The Cayman court may also find it appropriate to direct service by alternative means including service via the transfer of a NFT on the blockchain. For example, where a claimant alleges that persons unknown have stolen NFTs from his crypto asset account, the court may find it appropriate to grant an injunction to be served outside the jurisdiction by alternative means, to restrain the dissipation of the NFTs. In D’Aloia v Binance Holdings & Others  EWHC 1723 (Ch), a case involving a claim for fraudulent misappropriation of cryptocurrency, the English court permitted service by airdrop of documents into the digital wallets in respect of which the claimant had transferred the cryptocurrency, thereby embedding service in the blockchain and making it more likely that the defendants would be put on notice of the proceedings.
Bankers Trust and Norwich Pharmacal Orders may also be available, enabling claimants to trace or identify the persons unknown who control the accounts to which the NFTs have been transferred and to receive information from third parties, including cryptocurrency exchanges and entities located outside or within the Cayman Islands.

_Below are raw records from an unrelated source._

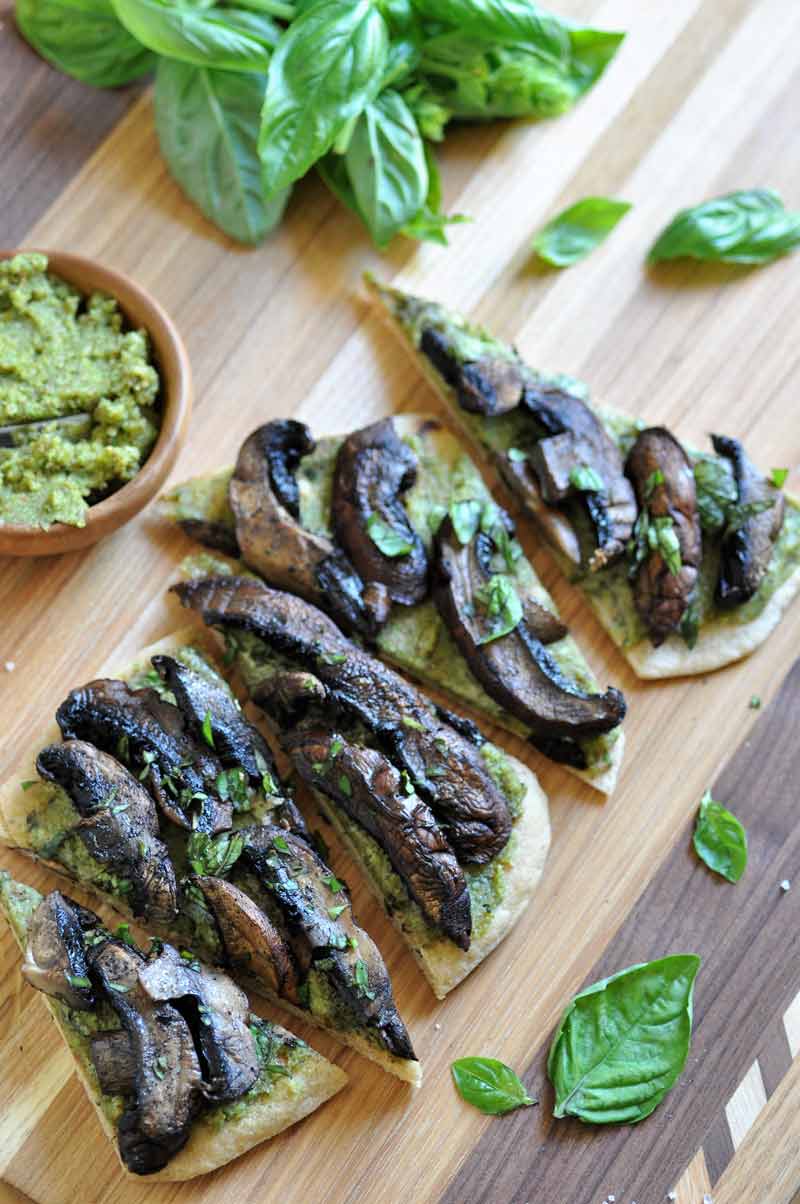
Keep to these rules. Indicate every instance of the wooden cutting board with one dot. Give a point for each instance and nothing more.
(701, 99)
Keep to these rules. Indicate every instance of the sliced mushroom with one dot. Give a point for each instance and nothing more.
(274, 543)
(168, 1078)
(252, 943)
(516, 670)
(747, 546)
(664, 482)
(152, 737)
(56, 955)
(322, 932)
(374, 470)
(118, 825)
(460, 792)
(217, 1011)
(369, 789)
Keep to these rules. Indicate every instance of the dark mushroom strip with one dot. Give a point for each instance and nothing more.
(152, 736)
(274, 543)
(56, 955)
(460, 792)
(118, 825)
(747, 543)
(252, 943)
(168, 1080)
(322, 937)
(374, 470)
(664, 483)
(217, 1011)
(516, 670)
(369, 789)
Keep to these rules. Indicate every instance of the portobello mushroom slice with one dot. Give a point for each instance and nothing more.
(374, 470)
(152, 737)
(272, 542)
(460, 790)
(118, 825)
(515, 668)
(747, 542)
(665, 491)
(252, 943)
(56, 955)
(217, 1011)
(369, 789)
(322, 933)
(168, 1080)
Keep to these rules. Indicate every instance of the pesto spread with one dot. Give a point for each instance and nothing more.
(78, 396)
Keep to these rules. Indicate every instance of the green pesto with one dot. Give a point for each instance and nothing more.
(66, 361)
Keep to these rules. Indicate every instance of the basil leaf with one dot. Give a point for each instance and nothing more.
(747, 226)
(623, 1042)
(387, 166)
(719, 839)
(207, 127)
(489, 1085)
(207, 37)
(386, 538)
(83, 39)
(327, 69)
(575, 232)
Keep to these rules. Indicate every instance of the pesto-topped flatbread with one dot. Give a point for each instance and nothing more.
(687, 556)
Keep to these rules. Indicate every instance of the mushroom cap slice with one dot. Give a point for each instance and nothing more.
(747, 547)
(374, 468)
(665, 489)
(369, 789)
(252, 943)
(180, 771)
(118, 825)
(56, 960)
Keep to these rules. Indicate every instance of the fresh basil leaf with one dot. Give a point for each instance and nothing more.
(387, 166)
(719, 839)
(575, 232)
(327, 69)
(207, 125)
(623, 1042)
(386, 538)
(747, 226)
(84, 40)
(489, 1085)
(206, 37)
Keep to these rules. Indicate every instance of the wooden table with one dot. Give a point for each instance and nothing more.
(701, 99)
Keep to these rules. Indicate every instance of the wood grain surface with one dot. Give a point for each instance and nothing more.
(701, 99)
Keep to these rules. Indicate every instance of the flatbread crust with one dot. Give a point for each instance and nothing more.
(718, 643)
(16, 807)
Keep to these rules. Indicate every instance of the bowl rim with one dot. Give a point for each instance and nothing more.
(176, 402)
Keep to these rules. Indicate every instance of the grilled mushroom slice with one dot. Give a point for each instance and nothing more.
(665, 491)
(460, 791)
(168, 1079)
(374, 468)
(217, 1011)
(56, 956)
(118, 825)
(322, 937)
(274, 543)
(369, 789)
(152, 736)
(747, 546)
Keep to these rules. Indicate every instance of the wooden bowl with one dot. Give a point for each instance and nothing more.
(170, 360)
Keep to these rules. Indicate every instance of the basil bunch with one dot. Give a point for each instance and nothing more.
(253, 94)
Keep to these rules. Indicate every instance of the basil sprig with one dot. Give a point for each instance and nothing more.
(576, 231)
(623, 1042)
(746, 226)
(719, 839)
(489, 1085)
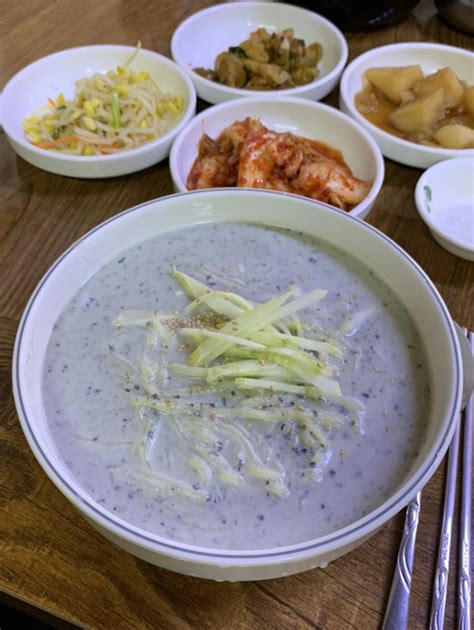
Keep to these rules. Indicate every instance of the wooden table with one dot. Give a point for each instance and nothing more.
(50, 558)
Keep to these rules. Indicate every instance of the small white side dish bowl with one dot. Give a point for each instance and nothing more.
(29, 90)
(444, 197)
(431, 57)
(201, 37)
(299, 116)
(377, 252)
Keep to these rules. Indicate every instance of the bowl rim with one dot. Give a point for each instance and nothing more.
(90, 159)
(353, 67)
(421, 206)
(240, 92)
(232, 558)
(378, 179)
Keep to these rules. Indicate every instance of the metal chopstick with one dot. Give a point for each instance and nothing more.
(396, 615)
(464, 572)
(440, 583)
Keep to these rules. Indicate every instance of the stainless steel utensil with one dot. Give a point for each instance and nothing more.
(396, 615)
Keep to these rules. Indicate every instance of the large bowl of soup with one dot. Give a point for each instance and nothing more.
(158, 380)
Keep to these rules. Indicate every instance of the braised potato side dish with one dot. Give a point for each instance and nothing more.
(434, 110)
(266, 61)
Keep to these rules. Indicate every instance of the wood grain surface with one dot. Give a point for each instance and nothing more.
(49, 556)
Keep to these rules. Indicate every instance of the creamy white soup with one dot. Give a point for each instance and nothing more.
(200, 452)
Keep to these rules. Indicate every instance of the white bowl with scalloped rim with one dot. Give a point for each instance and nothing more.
(375, 250)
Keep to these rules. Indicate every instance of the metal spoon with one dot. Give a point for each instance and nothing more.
(396, 614)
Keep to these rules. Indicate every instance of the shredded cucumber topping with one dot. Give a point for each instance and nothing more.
(244, 365)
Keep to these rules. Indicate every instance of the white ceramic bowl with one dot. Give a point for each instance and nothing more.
(201, 37)
(300, 116)
(29, 90)
(374, 249)
(430, 57)
(444, 197)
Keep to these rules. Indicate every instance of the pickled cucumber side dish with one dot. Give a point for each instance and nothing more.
(266, 61)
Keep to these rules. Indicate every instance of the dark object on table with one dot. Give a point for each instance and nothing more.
(360, 15)
(458, 13)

The Cayman Islands court is likely to take a pragmatic and adaptable approach to claims involving crypto assets. Victims will have at their disposal an arsenal of powerful tools to gather vital information to facilitate claims against wrongdoers relating to crypto asset fraud schemes and other offenses including rug-pulls, Ponzi schemes and crypto hacks. The Cayman Islands court regularly hears complex and multijurisdictional disputes and will be adaptable to the needs of litigants of crypto asset related fraud, including assisting foreign crypto asset recovery efforts.
 American blockchain analysis firm, Chainalysis, reported that as of 12 October 2022, the year 2022 was likely to be a record year for crypto hacks with the total value hacked exceeding US$3 billion.
 Virtual Asset (Service Providers) Act (2022 Revision).
In The Matter of Bridge Global Absolute Return Fund (SPC) (FSD 51 of 2022 (IKJ)) (Unreported, 10 May 2022), the Cayman court demonstrated its pragmatic approach to procedural issues such as substituted service and service out of the jurisdiction. In granting an order for substituted service by email, the Cayman court reiterated the findings of Mangatal J in Bush v. Baines that “The purpose of service of proceedings is to bring the proceedings to the notice of the defendant. It is not about playing technical games…”
 In Mr Dollar Bill Limited v Persons Unknown  EWHC 2718 the English court granted Bankers Trust and Norwich Pharmacal orders requiring cryptocurrency exchanges located outside of England and Wales to assist in determining what happened to the claimant’s Bitcoin.